On March 22, 2025, Krol made his first appearance in the televised finals of a major event, qualifying fourth for the PBA World Championship. He was defeated in the opening match by fifth-seeded BJ Moore.

Krol qualified as the top seed at the 2026 PBA Indiana Classic, but lost his lone match in the March 22 televised championship to Marshall Kent. On a beat-up 39-foot oil pattern, Krol bowled 136 to Kent's 152 in the lowest-scoring televised final match in PBA history. He would rebound the very next week in the USBC Masters. From a field of 390 bowlers, he qualified as the #5 seed for the televised finals. He defeated Matt Sanders, Jesper Svensson and Eric Jones to advance to the championship match. Krol then defeated reigning PBA Player of the Year E. J. Tackett by a single pin, 196–195, for his third PBA Tour title and first major title. He finished seventh on the 2026 PBA Tour points list, and fifth in earnings with $145,100.

On September 7, 2026, Krol won the Samho Korea Cup International Open, a non-PBA event held in Yongin, South Korea. The tournament had 400 bowler entries from 17 countries. In the final match, Krol defeated Mexico's Arturo Quintero, 237–197, to earn the first-place prize of 60 million Won (approximately $44,500 USD).

Krol has also won three PBA Regional Tour titles. On the way to one of these titles in September 2023, he averaged 259 over 16 games and rolled four perfect 300 games during the event.

===PBA Tour titles===
Major championships are in bold text.
1. 2024: PBA Delaware Classic (Middletown, Delaware)
2. 2024: PBA Playoffs (Arlington, Washington & Kissimmee, Florida)
3. 2026: USBC Masters (Allen Park, Michigan)

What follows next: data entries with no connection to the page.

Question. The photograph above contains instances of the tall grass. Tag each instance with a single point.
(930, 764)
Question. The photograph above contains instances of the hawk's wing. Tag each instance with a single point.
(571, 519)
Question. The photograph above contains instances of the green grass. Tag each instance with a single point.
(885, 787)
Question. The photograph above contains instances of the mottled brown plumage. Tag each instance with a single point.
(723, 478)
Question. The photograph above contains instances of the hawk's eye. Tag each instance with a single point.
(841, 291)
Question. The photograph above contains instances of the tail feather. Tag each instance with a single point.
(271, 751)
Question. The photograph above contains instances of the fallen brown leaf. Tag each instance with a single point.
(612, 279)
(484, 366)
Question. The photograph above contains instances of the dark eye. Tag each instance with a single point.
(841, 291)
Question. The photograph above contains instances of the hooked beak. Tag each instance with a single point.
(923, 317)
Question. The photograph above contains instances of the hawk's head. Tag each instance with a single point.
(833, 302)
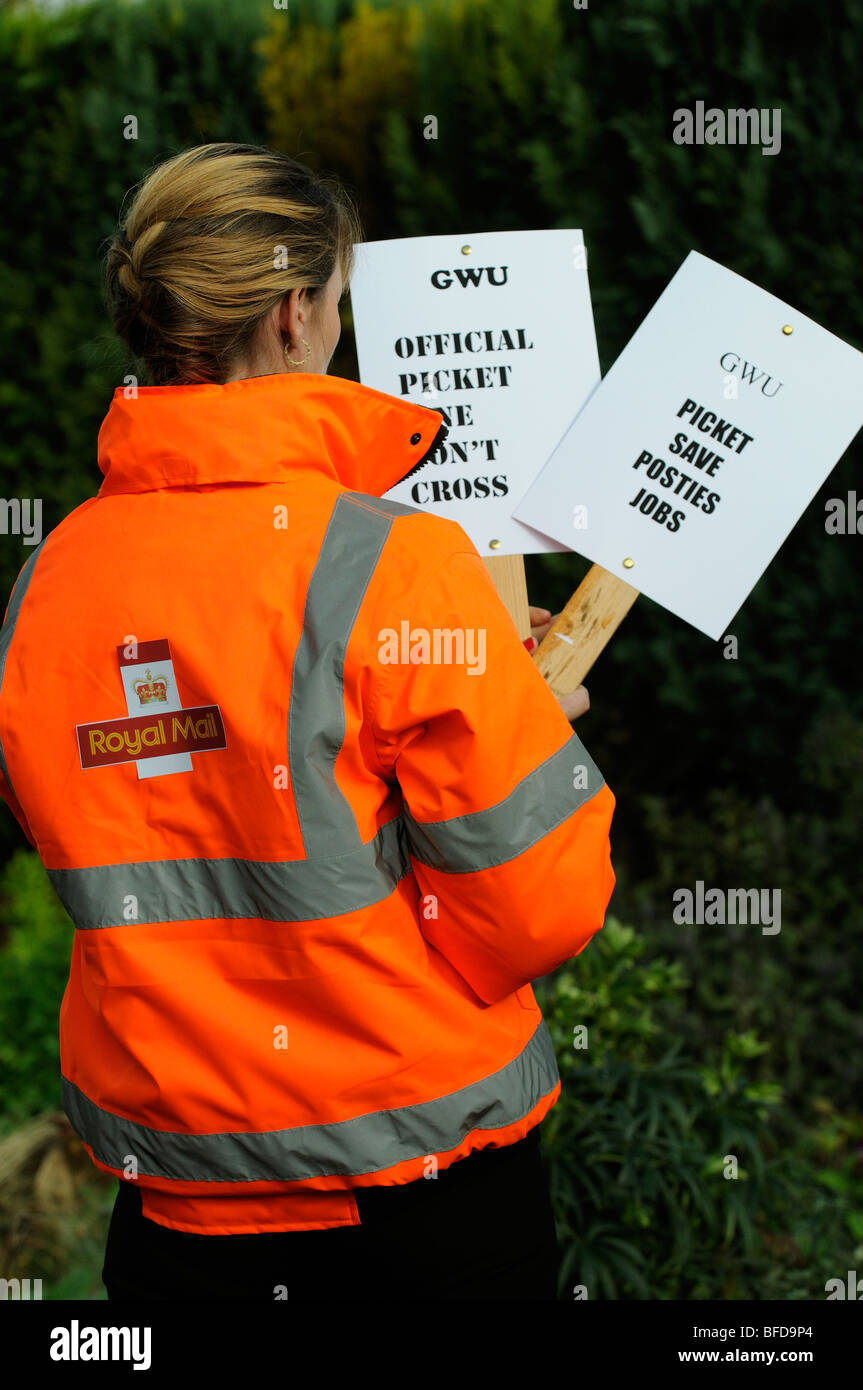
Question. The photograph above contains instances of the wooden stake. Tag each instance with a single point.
(587, 623)
(507, 576)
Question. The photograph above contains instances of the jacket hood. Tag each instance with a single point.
(261, 428)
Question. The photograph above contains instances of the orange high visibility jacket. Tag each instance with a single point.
(310, 806)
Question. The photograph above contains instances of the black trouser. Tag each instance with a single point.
(481, 1229)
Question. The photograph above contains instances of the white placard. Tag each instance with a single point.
(496, 330)
(770, 413)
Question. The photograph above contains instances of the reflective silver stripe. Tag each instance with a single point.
(188, 890)
(9, 628)
(350, 549)
(363, 1144)
(484, 838)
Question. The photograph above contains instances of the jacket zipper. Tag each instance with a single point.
(430, 453)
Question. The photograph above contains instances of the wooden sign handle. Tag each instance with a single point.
(507, 576)
(585, 624)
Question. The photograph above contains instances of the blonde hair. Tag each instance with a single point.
(209, 243)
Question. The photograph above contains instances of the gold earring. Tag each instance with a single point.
(305, 359)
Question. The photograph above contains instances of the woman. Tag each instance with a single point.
(310, 879)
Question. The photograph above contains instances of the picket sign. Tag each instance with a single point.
(691, 463)
(496, 330)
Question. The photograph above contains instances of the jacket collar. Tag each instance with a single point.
(260, 430)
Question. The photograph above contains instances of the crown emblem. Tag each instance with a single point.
(154, 688)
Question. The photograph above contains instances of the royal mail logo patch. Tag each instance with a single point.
(161, 740)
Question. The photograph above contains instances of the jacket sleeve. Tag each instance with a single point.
(506, 813)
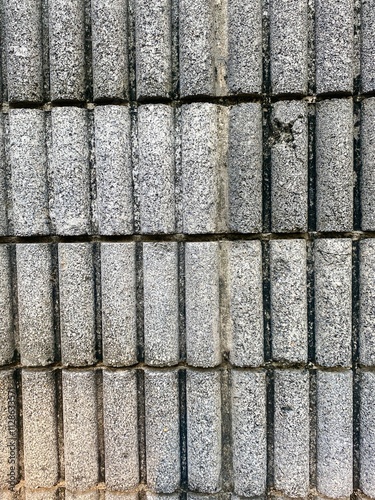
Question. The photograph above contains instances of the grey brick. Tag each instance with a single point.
(249, 433)
(202, 303)
(80, 430)
(333, 302)
(77, 314)
(119, 329)
(161, 330)
(334, 45)
(291, 432)
(245, 168)
(334, 434)
(204, 431)
(156, 170)
(288, 37)
(40, 429)
(114, 170)
(70, 171)
(153, 48)
(289, 156)
(288, 300)
(246, 303)
(245, 46)
(334, 165)
(120, 429)
(109, 49)
(162, 431)
(67, 49)
(23, 25)
(28, 160)
(35, 304)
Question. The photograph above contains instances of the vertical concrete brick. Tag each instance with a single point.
(161, 330)
(204, 431)
(249, 433)
(118, 283)
(202, 304)
(245, 168)
(28, 160)
(333, 301)
(120, 429)
(334, 434)
(35, 304)
(77, 309)
(113, 169)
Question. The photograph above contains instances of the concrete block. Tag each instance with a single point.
(35, 304)
(334, 165)
(156, 168)
(77, 308)
(40, 429)
(80, 430)
(162, 431)
(334, 36)
(202, 304)
(153, 34)
(113, 169)
(289, 175)
(70, 171)
(288, 300)
(245, 156)
(288, 39)
(67, 50)
(161, 309)
(334, 434)
(291, 432)
(333, 301)
(118, 283)
(204, 430)
(249, 433)
(23, 41)
(120, 429)
(28, 160)
(109, 49)
(246, 303)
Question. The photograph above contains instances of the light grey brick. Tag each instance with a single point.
(334, 36)
(161, 330)
(35, 304)
(334, 434)
(245, 168)
(156, 169)
(204, 431)
(80, 430)
(288, 300)
(249, 432)
(70, 171)
(289, 157)
(119, 329)
(120, 429)
(109, 49)
(291, 432)
(202, 304)
(334, 165)
(40, 429)
(245, 46)
(23, 26)
(162, 431)
(114, 170)
(28, 160)
(333, 301)
(77, 310)
(246, 303)
(67, 49)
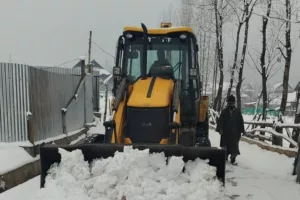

===Other professional titles===
1. 2026: Samho Korea Cup International Open (Yongin, South Korea)

==Personal==
Krol says he got the nickname "Boog" from his mother, who "called me a cute little booger." He is friends with Springfield, Missouri native and PBA Tour titlist Keven Williams, with whom he has also roomed on tour. He married Hazel Plaster-Krol in 2023.